I always knew this would be a tough one to copyedit, because of the narrators. With first-person narration, you don’t always keep to exact formal grammar. And two of my narrators are American, and three British. All along I’ve made very careful decisions about where the Americans have picked up British words/usages and vice versa. The choices are subtle and individual. My editor (editor-editor, not the copyeditor) went over the copyedit carefully before FedEx got it to me, and phoned me to tell me to STET all over the place. This isn’t any disrespect to the copyeditor. It’s his job to notice every single place I’ve made a technically incorrect or inconsistent choice, and then I decide whether I really, really meant it. Most of the time I did, but it’s a valuable stage to go through.

Well how about that!

Hey Maplewood friends–remember Loren Noveck? Well she works at Random House now, and is the Production Editor for THE WHOLE WORLD! She will see it through from manuscript into book.

Next Steps

After this come “galleys” then “ARCs”. Galleys are the pages all laid out just the way they will be in the real book. I will have the opportunity to proofread them, but will only be allowed to point out things that need to be “corrected” (for example something in the copyedit that didn’t make it through, or a typo added in the typesetting process) not add any new changes. If I do want to make any content changes at that stage, I will be charged for them!
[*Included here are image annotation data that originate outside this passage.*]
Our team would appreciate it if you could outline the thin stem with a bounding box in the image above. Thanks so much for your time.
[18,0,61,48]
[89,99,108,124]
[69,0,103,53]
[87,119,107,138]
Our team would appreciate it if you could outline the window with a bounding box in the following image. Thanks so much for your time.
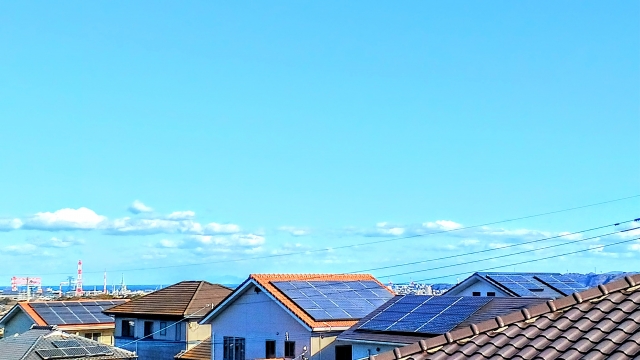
[336,345,352,360]
[284,341,296,358]
[84,333,102,341]
[222,336,244,360]
[144,321,153,339]
[121,320,136,337]
[176,322,182,341]
[264,340,276,359]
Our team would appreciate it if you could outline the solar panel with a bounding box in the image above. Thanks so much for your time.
[358,295,491,334]
[535,274,587,296]
[85,345,113,355]
[60,347,89,357]
[36,349,67,360]
[51,340,80,348]
[273,281,393,320]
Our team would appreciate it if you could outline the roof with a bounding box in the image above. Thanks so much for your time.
[0,326,137,360]
[0,299,128,329]
[104,281,232,319]
[338,295,548,345]
[374,275,640,360]
[175,337,211,360]
[202,274,395,331]
[447,272,586,299]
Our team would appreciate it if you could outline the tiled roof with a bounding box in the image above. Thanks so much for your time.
[104,281,232,318]
[175,337,211,360]
[204,274,395,329]
[338,295,548,344]
[0,327,137,360]
[374,275,640,360]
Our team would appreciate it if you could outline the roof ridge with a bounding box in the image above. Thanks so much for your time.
[369,274,640,360]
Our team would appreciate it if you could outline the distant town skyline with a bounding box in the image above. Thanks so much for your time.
[0,1,640,285]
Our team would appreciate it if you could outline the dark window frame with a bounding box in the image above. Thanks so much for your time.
[264,340,276,359]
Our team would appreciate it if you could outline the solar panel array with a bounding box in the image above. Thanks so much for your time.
[30,300,124,325]
[272,281,393,320]
[487,274,547,297]
[36,341,113,360]
[535,274,587,296]
[358,295,492,334]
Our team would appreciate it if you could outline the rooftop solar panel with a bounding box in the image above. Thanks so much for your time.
[273,281,393,320]
[359,295,491,334]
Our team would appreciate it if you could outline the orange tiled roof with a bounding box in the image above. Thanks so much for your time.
[249,274,395,329]
[370,274,640,360]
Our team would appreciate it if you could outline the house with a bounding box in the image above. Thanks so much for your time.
[336,295,550,360]
[200,274,394,360]
[174,337,211,360]
[0,325,137,360]
[105,281,232,360]
[0,299,127,345]
[444,272,586,299]
[370,275,640,360]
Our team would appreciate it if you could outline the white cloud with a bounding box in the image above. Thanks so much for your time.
[129,200,153,214]
[422,220,462,231]
[23,207,107,230]
[278,226,309,236]
[167,210,196,220]
[0,219,22,231]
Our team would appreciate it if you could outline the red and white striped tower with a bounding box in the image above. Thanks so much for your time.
[76,260,83,296]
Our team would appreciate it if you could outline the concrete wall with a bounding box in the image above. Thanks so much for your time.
[211,285,312,360]
[4,309,35,337]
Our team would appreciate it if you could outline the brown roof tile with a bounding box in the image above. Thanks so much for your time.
[104,281,232,318]
[375,275,640,360]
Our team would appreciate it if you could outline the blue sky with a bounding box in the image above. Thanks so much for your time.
[0,1,640,284]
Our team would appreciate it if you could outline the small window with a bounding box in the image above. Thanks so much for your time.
[144,321,153,338]
[121,320,136,337]
[284,341,296,358]
[264,340,276,359]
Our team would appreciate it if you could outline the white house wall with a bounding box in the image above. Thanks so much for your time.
[446,280,511,297]
[211,285,312,360]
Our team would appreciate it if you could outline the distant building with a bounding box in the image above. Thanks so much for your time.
[105,281,232,360]
[0,325,137,360]
[201,274,394,360]
[0,300,128,345]
[336,295,549,360]
[444,272,586,299]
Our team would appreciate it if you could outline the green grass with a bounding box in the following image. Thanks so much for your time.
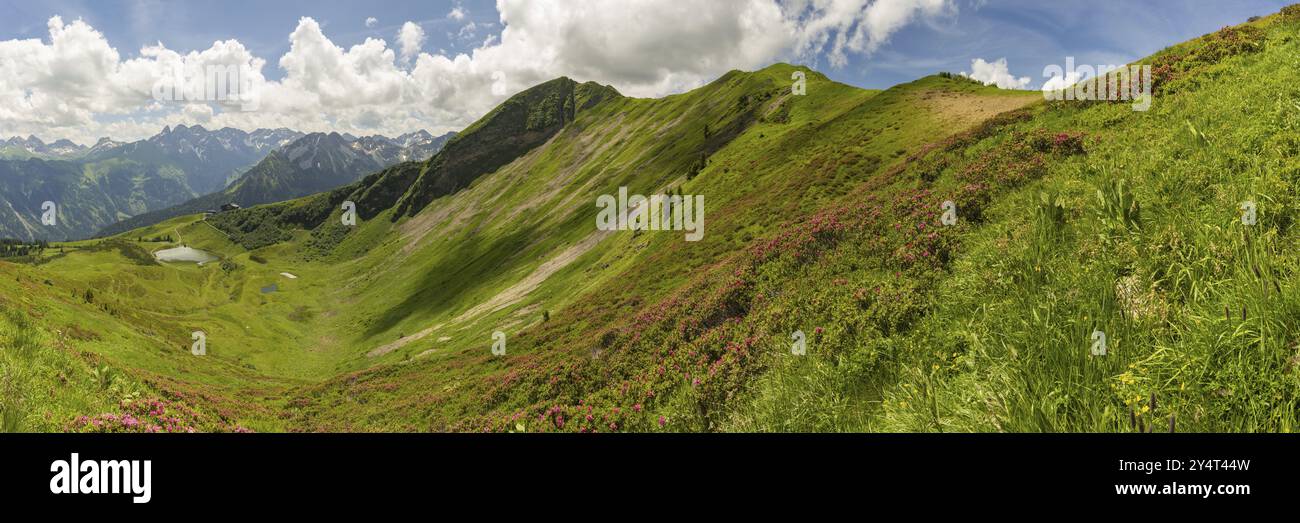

ARCs are “Advance Reader Copies,” paperback versions of the book with the cover on. They will be given to reviewers, booksellers, and authors we hope will blurb the book.

May isn’t that far away, really. Thanks for enjoying the ride with me!


From “Envoy” by Billy Collins, a message to his just-published book:

"stay out as late as you like,
don't bother to call or write,
and talk to as many strangers as you can."